As the nice antelope scrambled up the grassy bank, I released my grip on the string. I cautiously looked around before putting the bow down. Seeing no more antelope I began shedding some clothing and reached into my pack for a drink of water. Nothing ever tasted so good in that 100* heat I can assure you.
Antelope hunting over water holes may not test you physically but sitting there all day in those temperatures will try your mental toughness. As the sun climbed higher and with it the temperatures in a blue cloudless sky, I peeled off more gear. Before long 200 bucks of the finest camo gear lay crumpled in the corner of the blind!
After a bit it was clear it was another group of antelope making their way towards the water. As they will often do, they came into about 300 yards and spent over an hour checking out the water for any danger. Another 30 minutes and they were at 150. From this distance I could see 2-3 shooter bucks.
Another agonizing 30 minutes had them at 50 yards. I determined that although one was bigger than the other two potential targets, I would take any of the 3.
After the brief check at 50 yards they must have decided all was safe and they proceeded directly to water. The does hit the waters edge first, followed closely by one of the 3 shooters. From 10 yards I could hear them sucking water. The first buck at the right spot seemed to be the smallest of the 3. I made him to be the same size as my buck from my previous visit. Another bigger buck was approaching so I opted to stand down on the buck at the water.
He made waters edge and I was already drawing. I concentrated as if I was studying to take the BAR exam on a tiny spot on his dusty coat and let the string slip.
The shot looked good and he plowed through the water. He came out the other side already weak.
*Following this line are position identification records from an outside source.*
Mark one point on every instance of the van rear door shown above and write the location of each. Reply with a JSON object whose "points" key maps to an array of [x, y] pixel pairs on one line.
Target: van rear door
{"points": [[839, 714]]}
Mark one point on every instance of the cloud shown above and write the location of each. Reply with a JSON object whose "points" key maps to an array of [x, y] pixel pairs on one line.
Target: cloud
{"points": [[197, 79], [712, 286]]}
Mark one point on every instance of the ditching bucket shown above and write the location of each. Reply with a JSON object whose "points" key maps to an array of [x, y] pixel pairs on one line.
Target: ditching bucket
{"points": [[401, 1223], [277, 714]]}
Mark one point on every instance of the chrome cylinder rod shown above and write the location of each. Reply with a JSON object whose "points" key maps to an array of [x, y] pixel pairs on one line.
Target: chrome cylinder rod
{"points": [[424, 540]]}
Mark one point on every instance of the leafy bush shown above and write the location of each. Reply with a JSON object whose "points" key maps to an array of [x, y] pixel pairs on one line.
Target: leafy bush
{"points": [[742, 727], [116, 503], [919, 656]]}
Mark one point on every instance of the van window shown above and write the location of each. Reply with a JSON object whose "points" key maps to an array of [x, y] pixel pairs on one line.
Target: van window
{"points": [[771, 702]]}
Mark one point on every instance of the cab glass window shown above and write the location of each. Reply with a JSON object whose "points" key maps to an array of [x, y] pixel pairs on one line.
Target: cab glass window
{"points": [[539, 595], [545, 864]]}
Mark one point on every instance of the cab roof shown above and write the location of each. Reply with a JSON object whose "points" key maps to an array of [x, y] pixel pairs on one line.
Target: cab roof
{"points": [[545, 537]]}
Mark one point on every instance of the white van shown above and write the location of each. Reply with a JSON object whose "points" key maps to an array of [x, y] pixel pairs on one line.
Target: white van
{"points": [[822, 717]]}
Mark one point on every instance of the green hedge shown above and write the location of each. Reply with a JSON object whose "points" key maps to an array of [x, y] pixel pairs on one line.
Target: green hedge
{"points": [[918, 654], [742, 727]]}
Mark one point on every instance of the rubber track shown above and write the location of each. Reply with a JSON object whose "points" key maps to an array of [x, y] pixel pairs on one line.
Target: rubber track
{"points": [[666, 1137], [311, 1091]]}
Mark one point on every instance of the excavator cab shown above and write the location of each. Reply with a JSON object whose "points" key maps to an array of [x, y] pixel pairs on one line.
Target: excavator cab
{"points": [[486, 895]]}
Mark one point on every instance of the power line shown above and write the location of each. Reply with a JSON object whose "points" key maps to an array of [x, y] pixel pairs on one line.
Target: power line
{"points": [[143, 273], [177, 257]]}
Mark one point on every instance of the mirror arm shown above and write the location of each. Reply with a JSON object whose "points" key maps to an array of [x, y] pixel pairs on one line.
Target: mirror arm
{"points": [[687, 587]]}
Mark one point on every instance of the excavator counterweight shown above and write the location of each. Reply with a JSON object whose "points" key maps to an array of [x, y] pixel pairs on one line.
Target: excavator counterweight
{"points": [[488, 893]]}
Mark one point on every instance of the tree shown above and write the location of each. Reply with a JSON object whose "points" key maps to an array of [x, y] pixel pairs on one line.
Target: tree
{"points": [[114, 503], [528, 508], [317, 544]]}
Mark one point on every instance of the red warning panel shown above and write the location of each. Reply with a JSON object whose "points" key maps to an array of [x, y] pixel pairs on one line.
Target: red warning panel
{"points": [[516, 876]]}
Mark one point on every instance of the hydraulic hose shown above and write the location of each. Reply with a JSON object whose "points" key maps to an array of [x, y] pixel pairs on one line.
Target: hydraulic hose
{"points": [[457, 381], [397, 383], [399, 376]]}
He slowed, staggered, and went down within 60 seconds....I had the presence of mind to grab my camera and take a picture.
Below you can see him just before he goes down.
My antelope had seen his last Wyoming sunrise and he wouldn't taste that pond water any longer, but I felt reassured knowing the population is high and the money I spent to the Wyoming Wildlife Division and to the landowner would only help to ensure these and future populations of antelope have a voice and a future in those wild lands.
And oh yeah, it felt incredibly primitive to take an antelope with a trad bow in my underwear. True story!
No worries though...I got dressed for the photos.